Mr. Smith didn’t say.


THEN came another interruption. A voice of protest was raised suddenly outside the door. It ceased as the door was flung open. There was a rush of skirts, and Edna Clarke, with flaming face, stood before them.

“They told me at the Maison de Treville that Mr. Smith was under arrest here,” she explained hurriedly. I must—”

Then her eyes, defiant, met the straight staring gaze of M. Smith. Mutely he extended his hands, bound together by the slender bands of steel. For an instant she shrank from him in horror, shuddering at what she saw, then rushed to him, clasping his hands in her own. “What does it mean?” she asked tensely.

“It means that I am under arrest, charged with the theft of one million five hundred thousand dollars’ worth of bonds from your father,” Mr. Smith told her simply. Here was his salvation, this girl!

“You!” she gasped. “You the thief?”

“Of course you know I did not steal the bonds, Miss Clarke.” he went on calmly, and a warning flashed in his eyes. “I did not steal the bonds, and,” meaningly, “I haven’t them now. The police have searched me and my room. They found nothing.”

Fascinated, bewildered, yet knowing there was some hidden message in his words, the girl was silent. Finally the light of perfect understanding illumined her face. “Of course I know,” Mr. Smith went on placidly, with eyes rigidly fixed upon hers, “that your father did not have any bonds in Paris with him; but I haven’t told the police. If your father will tell them—”

“How do you know it?” interrupted the Marquis.

“Shut up, or I’ll throw you out the window!” replied Mr. Smith unemotionally. Then to M. Baudet, “If you want to know how I know it, I’ll tell you that I’m paying teller in the bank of which Mr. Clarke is president, and if you’ll inquire of him you’ll find that he had no bonds for me to steal.”

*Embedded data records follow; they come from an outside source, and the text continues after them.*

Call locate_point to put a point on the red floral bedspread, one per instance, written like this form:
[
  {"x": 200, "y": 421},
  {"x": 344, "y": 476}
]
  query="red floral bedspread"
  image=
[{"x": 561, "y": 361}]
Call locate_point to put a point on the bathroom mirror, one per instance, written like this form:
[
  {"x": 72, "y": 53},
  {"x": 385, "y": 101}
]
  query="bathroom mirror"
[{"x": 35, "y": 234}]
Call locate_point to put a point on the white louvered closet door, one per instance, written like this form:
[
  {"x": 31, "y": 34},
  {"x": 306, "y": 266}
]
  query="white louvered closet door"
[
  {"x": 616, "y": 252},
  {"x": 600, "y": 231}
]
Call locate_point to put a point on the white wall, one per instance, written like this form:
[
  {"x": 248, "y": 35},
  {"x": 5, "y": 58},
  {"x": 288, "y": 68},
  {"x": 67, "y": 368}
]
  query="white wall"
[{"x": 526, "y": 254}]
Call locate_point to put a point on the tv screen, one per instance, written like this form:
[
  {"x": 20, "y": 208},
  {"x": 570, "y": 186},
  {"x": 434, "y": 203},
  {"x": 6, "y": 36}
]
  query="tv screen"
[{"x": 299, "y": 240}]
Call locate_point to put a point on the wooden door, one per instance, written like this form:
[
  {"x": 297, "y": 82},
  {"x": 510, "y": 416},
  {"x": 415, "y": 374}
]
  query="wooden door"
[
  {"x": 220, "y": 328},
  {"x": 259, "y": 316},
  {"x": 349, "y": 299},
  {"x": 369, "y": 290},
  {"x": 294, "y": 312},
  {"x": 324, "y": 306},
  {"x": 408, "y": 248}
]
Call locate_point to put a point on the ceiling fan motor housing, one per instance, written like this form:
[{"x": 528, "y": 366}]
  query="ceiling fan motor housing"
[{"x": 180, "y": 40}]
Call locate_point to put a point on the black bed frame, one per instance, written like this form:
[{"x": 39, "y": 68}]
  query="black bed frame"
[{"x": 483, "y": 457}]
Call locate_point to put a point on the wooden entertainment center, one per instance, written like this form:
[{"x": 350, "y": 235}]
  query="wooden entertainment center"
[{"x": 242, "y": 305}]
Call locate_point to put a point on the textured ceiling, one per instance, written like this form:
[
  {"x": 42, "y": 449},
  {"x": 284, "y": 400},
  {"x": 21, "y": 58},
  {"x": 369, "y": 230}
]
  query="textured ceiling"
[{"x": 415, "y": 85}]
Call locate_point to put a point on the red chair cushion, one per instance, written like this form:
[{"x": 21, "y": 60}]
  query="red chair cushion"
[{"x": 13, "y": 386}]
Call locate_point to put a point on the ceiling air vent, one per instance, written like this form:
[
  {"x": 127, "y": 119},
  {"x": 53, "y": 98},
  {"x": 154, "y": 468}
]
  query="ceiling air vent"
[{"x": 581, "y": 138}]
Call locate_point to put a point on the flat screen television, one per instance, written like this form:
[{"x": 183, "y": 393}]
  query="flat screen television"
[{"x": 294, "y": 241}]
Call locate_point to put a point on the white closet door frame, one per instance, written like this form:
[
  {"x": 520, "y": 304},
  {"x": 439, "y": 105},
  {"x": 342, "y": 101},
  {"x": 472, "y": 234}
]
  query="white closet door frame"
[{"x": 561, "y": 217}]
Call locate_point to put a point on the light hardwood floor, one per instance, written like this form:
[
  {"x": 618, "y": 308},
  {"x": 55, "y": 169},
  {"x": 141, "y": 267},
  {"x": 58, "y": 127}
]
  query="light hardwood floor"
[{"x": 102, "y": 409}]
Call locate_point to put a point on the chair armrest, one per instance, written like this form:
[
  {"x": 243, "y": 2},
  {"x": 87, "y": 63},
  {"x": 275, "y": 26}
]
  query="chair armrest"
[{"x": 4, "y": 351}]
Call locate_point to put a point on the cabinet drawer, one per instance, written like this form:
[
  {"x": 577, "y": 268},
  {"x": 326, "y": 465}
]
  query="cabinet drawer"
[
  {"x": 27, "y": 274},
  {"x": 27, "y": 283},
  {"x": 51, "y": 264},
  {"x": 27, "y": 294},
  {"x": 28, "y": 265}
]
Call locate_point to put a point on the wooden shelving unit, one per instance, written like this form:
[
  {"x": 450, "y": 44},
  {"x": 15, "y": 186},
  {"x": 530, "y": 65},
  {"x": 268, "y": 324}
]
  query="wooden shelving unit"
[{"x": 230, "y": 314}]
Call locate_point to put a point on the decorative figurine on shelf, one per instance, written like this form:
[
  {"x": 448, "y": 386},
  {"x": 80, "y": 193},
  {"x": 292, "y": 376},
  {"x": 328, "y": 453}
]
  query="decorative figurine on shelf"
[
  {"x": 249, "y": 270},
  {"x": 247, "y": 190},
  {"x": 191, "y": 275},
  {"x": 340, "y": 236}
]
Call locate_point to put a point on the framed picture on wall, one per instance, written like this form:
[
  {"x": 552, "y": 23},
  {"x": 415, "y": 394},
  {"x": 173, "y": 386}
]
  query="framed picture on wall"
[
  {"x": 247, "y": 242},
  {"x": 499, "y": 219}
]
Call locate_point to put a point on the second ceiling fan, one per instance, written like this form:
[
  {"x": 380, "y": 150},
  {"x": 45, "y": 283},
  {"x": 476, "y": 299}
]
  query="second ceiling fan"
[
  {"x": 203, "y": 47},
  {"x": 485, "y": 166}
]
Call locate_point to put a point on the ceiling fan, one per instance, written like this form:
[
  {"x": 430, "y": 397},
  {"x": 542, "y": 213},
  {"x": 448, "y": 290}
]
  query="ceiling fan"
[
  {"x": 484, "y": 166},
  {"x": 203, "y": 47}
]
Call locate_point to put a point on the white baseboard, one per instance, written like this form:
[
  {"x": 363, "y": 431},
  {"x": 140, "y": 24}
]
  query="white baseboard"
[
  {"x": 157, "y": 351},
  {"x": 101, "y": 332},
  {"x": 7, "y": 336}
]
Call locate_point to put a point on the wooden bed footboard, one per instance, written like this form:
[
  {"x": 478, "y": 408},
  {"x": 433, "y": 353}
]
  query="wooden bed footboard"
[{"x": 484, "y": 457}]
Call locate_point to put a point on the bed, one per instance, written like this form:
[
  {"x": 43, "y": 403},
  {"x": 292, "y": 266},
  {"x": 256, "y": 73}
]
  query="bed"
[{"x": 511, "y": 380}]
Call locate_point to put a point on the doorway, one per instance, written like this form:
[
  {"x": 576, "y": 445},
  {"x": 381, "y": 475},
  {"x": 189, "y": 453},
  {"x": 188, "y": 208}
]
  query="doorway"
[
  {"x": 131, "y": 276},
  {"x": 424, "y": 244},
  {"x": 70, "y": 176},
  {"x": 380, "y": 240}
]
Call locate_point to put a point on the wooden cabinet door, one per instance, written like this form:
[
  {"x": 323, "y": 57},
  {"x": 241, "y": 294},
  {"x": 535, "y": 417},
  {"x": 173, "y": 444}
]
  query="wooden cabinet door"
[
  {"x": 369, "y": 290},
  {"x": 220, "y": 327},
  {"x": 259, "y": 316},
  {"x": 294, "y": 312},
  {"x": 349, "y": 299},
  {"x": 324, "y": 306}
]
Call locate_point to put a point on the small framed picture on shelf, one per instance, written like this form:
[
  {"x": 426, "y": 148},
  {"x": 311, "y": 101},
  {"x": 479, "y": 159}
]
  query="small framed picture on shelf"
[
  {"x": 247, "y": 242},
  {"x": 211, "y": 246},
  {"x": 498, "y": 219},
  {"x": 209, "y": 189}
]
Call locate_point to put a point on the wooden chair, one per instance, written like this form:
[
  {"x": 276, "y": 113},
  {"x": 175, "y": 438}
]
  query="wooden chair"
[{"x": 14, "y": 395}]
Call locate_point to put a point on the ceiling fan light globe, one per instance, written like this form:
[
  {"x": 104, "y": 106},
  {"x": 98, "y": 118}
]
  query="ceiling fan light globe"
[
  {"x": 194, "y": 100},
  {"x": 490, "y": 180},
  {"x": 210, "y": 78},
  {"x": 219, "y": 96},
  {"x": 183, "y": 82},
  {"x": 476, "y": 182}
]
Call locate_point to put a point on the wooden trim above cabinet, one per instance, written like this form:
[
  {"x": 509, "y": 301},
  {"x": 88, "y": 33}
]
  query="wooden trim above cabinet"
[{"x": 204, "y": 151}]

“But how—why—” d’Aubigny stammered. “He was to invest a million and a half dollars in— He was to invest it! He said the bonds had been stolen! So, why—how—”

“I’ll remain here in the jug, Cap,” and, heedless of the bewilderment in Marquis d’Aubigny’s manner, Mr. Smith turned to M. Baudet. “until Mr. Clarke is able to speak for himself. If he tells you there were no bonds to be stolen, that ends it, doesn’t it?”

“Well,” remarked M. Baudet after a puzzled pause, “if no bonds were stolen, of course—”

“Well, Cap, that’s the answer. He’ll tell you none was stolen.” He faced Edna again for an instant, and a whimsical smile curled the corners of his mouth. “My address will be the town calaboose for the next few days. I’ll be in any time you or your father choose to call.”